A student with lower conventional credentials may still possess high latent Productive Power if placed in the right developmental environment. Another student with impressive credentials may have strong test-taking ability but weaker practical, creative, moral, adaptive, or social capability. The problem is not diversity itself. The problem is bad diagnosis of Productive Power.
Universities get into trouble when they confuse symbolic correction with actual PP formation. Admitting someone into a high-demand environment does not by itself supply the missing Productive Power. If the institution expands access but does not also build the missing capability, it has not solved the underlying problem. It has only moved the failure point downstream.
Credentialed PP versus actual PP
Employers have long used elite degrees as shortcuts. A selective university credential signals that a candidate passed through a difficult filter. But a credential is not the same thing as productive capability. In PV-PP terms, a credential creates perceived Productive Power. The workplace tests actual Productive Power.
When the gap between perceived PP and actual PP becomes visible, employers adjust. Some employers still value elite degrees heavily. Others increasingly look for demonstrated skill, project history, technical competence, apprenticeship experience, or evidence that the person can actually produce value in the job.
That does not mean elite universities no longer matter. They do. But it does mean the signal is being questioned. Institutional prestige is strongest when it maps reliably to actual productive capability. When the mapping weakens, the market searches for better signals.
So how do we fix it?
The answer is not to punish high-PP students. It is not to pretend selection can disappear. Complex societies will always sort people by some combination of capability, credential, trust, performance, network, and institutional fit.
The real question is how to increase the rate at which lower-PP students can acquire the Productive Powers needed for viable participation before the major sorting points arrive.
That means the repair has to start early. Literacy cannot be treated as one subject among many. Numeracy cannot be allowed to drift for years. Attention, discipline, health, sleep, nutrition, safety, family support, mentoring, and institutional navigation all matter because they affect the student’s ability to accumulate future PP.
A serious education system would identify PP deficits early and intervene before they compound. It would create multiple high-quality pathways: academic, technical, vocational, entrepreneurial, and apprenticeship-based. It would treat reading, writing, math, digital fluency, and practical problem-solving as foundational Productive Powers.

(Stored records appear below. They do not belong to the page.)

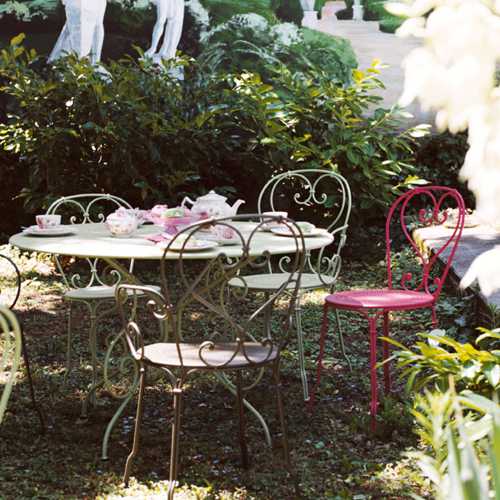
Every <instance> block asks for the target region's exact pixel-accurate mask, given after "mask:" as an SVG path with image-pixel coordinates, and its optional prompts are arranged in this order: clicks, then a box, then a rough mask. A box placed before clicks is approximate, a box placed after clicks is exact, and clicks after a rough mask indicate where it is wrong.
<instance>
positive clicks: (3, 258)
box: [0, 254, 45, 433]
mask: <svg viewBox="0 0 500 500" xmlns="http://www.w3.org/2000/svg"><path fill="white" fill-rule="evenodd" d="M0 263H1V264H3V268H5V266H7V269H9V268H10V270H11V272H12V273H13V275H14V277H15V286H14V293H13V294H12V295H8V294H7V293H2V292H3V290H0V306H1V307H3V308H6V309H7V310H13V309H14V307H15V305H16V304H17V301H18V300H19V297H20V296H21V286H22V280H21V272H20V271H19V268H18V267H17V265H16V263H15V262H14V261H13V260H12V259H11V258H10V257H7V256H6V255H3V254H0ZM7 316H8V318H9V319H11V315H7ZM7 316H6V318H7ZM14 325H17V327H18V329H19V332H20V342H21V353H22V356H23V361H24V366H25V368H26V376H27V378H28V384H29V391H30V396H31V402H32V404H33V409H34V410H35V411H36V413H37V414H38V419H39V420H40V429H41V432H42V433H44V432H45V418H44V416H43V412H42V410H41V408H40V406H39V405H38V403H37V401H36V396H35V387H34V384H33V378H32V376H31V364H30V359H29V355H28V348H27V346H26V339H25V335H24V331H23V329H22V326H21V325H20V324H19V323H18V322H17V320H16V321H15V323H14ZM13 331H16V329H14V330H13ZM4 335H7V333H5V332H4ZM14 337H16V335H14ZM4 354H5V356H7V357H8V355H9V351H8V350H5V351H4ZM12 373H15V370H13V371H12ZM5 394H6V400H7V398H8V394H10V389H9V390H7V389H6V391H5ZM3 411H5V408H4V409H3ZM0 420H1V418H0Z"/></svg>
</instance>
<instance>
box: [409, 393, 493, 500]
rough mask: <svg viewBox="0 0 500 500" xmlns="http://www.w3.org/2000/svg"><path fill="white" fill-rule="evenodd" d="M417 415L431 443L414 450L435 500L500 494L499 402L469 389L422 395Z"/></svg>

It would create re-entry paths for students who mature late or whose early environments failed them.
Most importantly, it would stop pretending that late-stage admissions policy can repair fifteen years of unequal PP formation.
The reduced claim
The reduced claim is simple: education is society’s main Productive Power formation system. Elite universities historically concentrate and certify already-advantaged PP, then add more through training, networks, and institutional prestige. That produces cumulative advantage.
The social challenge is not to deny excellence or weaken standards. The challenge is to build earlier, better, and more varied PP-acceleration systems so that more people can reach high-functioning maturity before the decisive sorting moments arrive.
If we want a fairer society, the goal cannot be merely to rearrange who receives elite credentials at the end of the pipeline. The goal has to be to increase the number of people who actually possess the Productive Power those credentials are supposed to represent.